When people think of Oía, they think of sunsets.
The Greek island plays host to many newlyweds and honeymooners in the summer, who each afternoon scrabble to its northernmost tip to a cliff-town of jumbled white houses and blue rooftops called Oía. Here, they hope to catch a glimpse of what is considered one of the most romantic sunsets in the world.
Unfortunately, because of Oía’s quintessential-ness as the place for sunsets, taxis there are nearly impossible to book by late afternoon.
When my mom and I arrived to Santorini by plane a late August morning, we figured we would get a taxi to Oía right before sunset and asked our concierge to make arrangements.
But when we returned from the Santorini’s Red Beach, our concierge told us that no taxi driver he knew could take us to Oía. I didn’t want to believe it. I kept thinking: How could we visit Santorini and not see the sunset at Oía? It would be like going to Berlin and bypassing the wall or visiting London and missing Big Ben. Or so I thought.
As our concierge (bless his heart) started calling everyone he knew who had a car, I felt my hopes of getting a ride to Oía sink with the sun. My sun-kissed skin chilled with goose bumps as we waited silently in the ever-darkening lobby.
“I’d take you myself, but I must work the front desk,” the concierge told us apologetically after pouring me a seltzer and my mom a glass of red wine.
After about twenty minutes of fidgeting and listening to telephone call after telephone call in Greek, our concierge told us that his friend who owned the rent-a-car company across the street offered to drive us to the lighthouse at the southern end of Santorini in his car. It was closer, less crowded, and gave you a better view of the volcanic islands of Nea Kameni and Palea Karmeni that lie inside the caldera than Oía, he said.
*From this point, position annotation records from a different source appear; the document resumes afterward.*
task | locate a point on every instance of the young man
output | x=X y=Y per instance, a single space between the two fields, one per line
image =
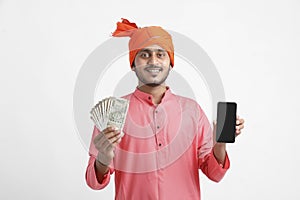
x=167 y=138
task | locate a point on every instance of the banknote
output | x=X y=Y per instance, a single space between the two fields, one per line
x=111 y=111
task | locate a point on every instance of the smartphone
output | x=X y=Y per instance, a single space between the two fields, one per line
x=226 y=122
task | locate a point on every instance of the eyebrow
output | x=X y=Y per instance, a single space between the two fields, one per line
x=149 y=50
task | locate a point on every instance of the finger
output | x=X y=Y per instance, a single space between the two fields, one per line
x=114 y=139
x=241 y=126
x=98 y=137
x=112 y=134
x=242 y=121
x=108 y=129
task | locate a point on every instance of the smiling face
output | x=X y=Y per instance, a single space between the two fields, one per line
x=152 y=66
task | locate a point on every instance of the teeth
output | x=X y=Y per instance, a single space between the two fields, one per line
x=153 y=70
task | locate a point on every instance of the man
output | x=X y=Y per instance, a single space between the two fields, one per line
x=167 y=138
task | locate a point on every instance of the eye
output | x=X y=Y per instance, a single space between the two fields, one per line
x=161 y=54
x=144 y=55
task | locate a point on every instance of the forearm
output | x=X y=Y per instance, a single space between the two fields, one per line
x=220 y=152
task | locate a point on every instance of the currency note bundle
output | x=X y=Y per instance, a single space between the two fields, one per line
x=111 y=111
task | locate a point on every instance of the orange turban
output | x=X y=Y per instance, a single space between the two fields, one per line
x=143 y=37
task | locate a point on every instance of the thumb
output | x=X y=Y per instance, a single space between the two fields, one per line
x=214 y=132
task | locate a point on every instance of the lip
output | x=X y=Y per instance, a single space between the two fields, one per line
x=153 y=70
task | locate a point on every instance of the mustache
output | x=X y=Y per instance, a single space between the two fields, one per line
x=153 y=67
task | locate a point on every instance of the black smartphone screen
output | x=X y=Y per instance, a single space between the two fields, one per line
x=226 y=122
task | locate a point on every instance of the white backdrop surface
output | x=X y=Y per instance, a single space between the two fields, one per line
x=254 y=45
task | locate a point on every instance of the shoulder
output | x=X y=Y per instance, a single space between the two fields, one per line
x=127 y=96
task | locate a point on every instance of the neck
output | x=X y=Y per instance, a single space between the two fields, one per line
x=157 y=92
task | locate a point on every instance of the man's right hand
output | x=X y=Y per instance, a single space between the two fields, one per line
x=106 y=142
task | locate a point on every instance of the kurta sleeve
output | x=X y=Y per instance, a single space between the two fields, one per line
x=90 y=175
x=206 y=159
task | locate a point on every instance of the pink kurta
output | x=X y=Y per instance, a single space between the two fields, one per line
x=163 y=148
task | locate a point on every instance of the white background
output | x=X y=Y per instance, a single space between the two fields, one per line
x=43 y=44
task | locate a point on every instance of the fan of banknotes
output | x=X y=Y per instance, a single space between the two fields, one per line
x=110 y=111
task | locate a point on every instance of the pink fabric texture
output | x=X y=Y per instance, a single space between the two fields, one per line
x=163 y=148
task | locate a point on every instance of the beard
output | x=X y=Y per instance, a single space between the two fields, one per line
x=152 y=84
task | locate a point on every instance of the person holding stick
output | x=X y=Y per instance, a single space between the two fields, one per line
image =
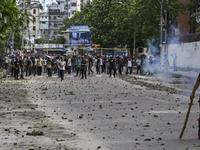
x=192 y=96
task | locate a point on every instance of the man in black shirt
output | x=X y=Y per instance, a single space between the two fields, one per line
x=112 y=66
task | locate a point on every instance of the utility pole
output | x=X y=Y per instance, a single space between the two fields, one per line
x=161 y=28
x=22 y=47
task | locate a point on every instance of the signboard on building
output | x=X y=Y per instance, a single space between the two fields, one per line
x=79 y=28
x=80 y=35
x=44 y=26
x=50 y=46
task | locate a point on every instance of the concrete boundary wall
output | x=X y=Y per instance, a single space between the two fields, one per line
x=188 y=54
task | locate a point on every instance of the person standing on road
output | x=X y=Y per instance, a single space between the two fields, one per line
x=39 y=66
x=62 y=65
x=196 y=86
x=78 y=67
x=69 y=65
x=28 y=67
x=21 y=65
x=83 y=67
x=119 y=63
x=16 y=66
x=6 y=62
x=98 y=65
x=90 y=61
x=175 y=62
x=48 y=66
x=112 y=66
x=129 y=65
x=12 y=66
x=138 y=62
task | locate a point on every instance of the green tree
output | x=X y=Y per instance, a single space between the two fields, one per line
x=115 y=24
x=60 y=40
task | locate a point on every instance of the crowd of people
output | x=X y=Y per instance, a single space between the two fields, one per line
x=79 y=66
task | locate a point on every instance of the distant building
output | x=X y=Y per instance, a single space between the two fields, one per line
x=56 y=13
x=187 y=32
x=30 y=30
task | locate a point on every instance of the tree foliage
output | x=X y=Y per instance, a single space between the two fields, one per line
x=118 y=22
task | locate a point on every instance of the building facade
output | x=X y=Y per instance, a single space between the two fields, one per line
x=30 y=31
We arrived at the rent-a-car shop, there was an older Greek man (who would soon be our driver) “shooting the bull” with a customer. We waited patiently in his shop, despite the bleeding colors of the sky starting to peek around us. While I was grateful for this man’s offer to drive us, the man didn’t seem to understand or care that we were in a hurry. I didn’t think we would ever leave.
Finally, we piled into the man’s tiny car. He hummed almost in sync with the wind along the beautiful pastoral drive, speaking amiably about his son who was leaving soon to study music at a university in the United States.
Half of the way to the lighthouse, he suddenly stopped the car and opened the door. My mom and I exchanged nervous glances as he ran into a field of white lilies without explanation. He searched for a minute, cut the stem off a bunch of white Madonna’s with a multi-purpose knife, looked at them and then seemingly satisfied ran back to the car.
“I don’t know the English word for these flowers, but in Greek they are called krínos. They have been growing here for centuries, but of course, you and your mother are more beautiful,” he said, giving me the lilies to hold.
White lily or “Krínos”
We drove to the lighthouse the rest of the way talking about the lilies. The white Madonna lily is one of the oldest flowers growing in Santorini. In ancient times, it was believed to have grown out of the milk of the goddess Hera.
When we arrived at the lighthouse we thanked our new friend, who told us that either he or his son would be back at sundown to pick us up. He wouldn’t accept any money from us until someone returned.
The Greeks have a term for hospitality like this with which they so generously treat tourists. The word “Filoxenia” is rooted in mythology and it means “friends to foreigners.”
It is said that Zeus would dress in rags and visit Greek homes to see how they treated strangers, only revealing himself afterward, teaching people to cater to their guests, for they could turn out to be gods.
Like in the ancient myth, we didn’t have much to offer the man besides euro for his trouble and gas. As we sat with an intimate crowd on the steep and rocky cliff surrounding the lighthouse, the silence of Santorini blessed the kindness that had just touched us, as the sky slowly dip-dyed from yellow to orange to pink and finally to red.